October 06, 1998|By Timothy B. Wheeler | Timothy B. Wheeler,SUN STAFF

University of Maryland scientists have been awarded more than $2.4 million in federal and state funds to study the causes of Pfiesteria outbreaks in Atlantic coastal waters, officials announced yesterday.

The federal grants from the National Oceanic and Atmospheric Administration are the first of a five-year research effort aimed at finding out how Pfiesteria and related dinoflagellates interact with their aquatic environment.

Two UM institutions have received more than $1.6 million in federal Pfiesteria research grants so far, and Gov. Parris N. Glendening announced the state will give $800,000 toward the study.

UM's Center for Environmental Science, which got $613,999 this year, will lead the multistate study from its laboratories at Horn Point and Solomons. Researchers from Delaware, North Carolina and South Carolina also are participating, but Maryland institutions have cornered most of the federal Pfiesteria research funds this year.

UM's Biotechnology Institute, which is based at Adelphi, received $997,020 to continue work on new molecular biological tools for identifying and possibly predicting Pfiesteria outbreaks, which can kill thousands of fish and cause human maladies.

The University of Maryland, Baltimore also has applied for a federal Pfiesteria research grant. That award is pending.

The study hopes to answer fundamental questions about how Pfiesteria and related toxic microorganisms interact with their environment, said Patricia M. Glibert, a biological oceanographer Horn Point and principal investigator on the project.

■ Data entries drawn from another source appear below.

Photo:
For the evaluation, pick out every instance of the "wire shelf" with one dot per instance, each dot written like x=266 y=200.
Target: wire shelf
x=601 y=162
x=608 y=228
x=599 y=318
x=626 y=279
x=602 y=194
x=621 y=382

Scientists will focus on clarifying the role of nutrients in promoting the growth of Pfiesteria, Glibert said. That is key, because scientists are debating how -- or whether -- different kinds of nutrients help Pfiesteria thrive. The answer could affect a new Maryland law requiring farmers to curtail the amount of animal waste and chemical fertilizer they use.

Lawmakers adopted the new controls over objections from Maryland poultry farmers, who questioned the evidence linking nutrient-rich chicken manure with last year's fish kills in three Chesapeake waterways.

"We hope to make a dent in our understanding of the organism and of the factors that control it," Glibert said.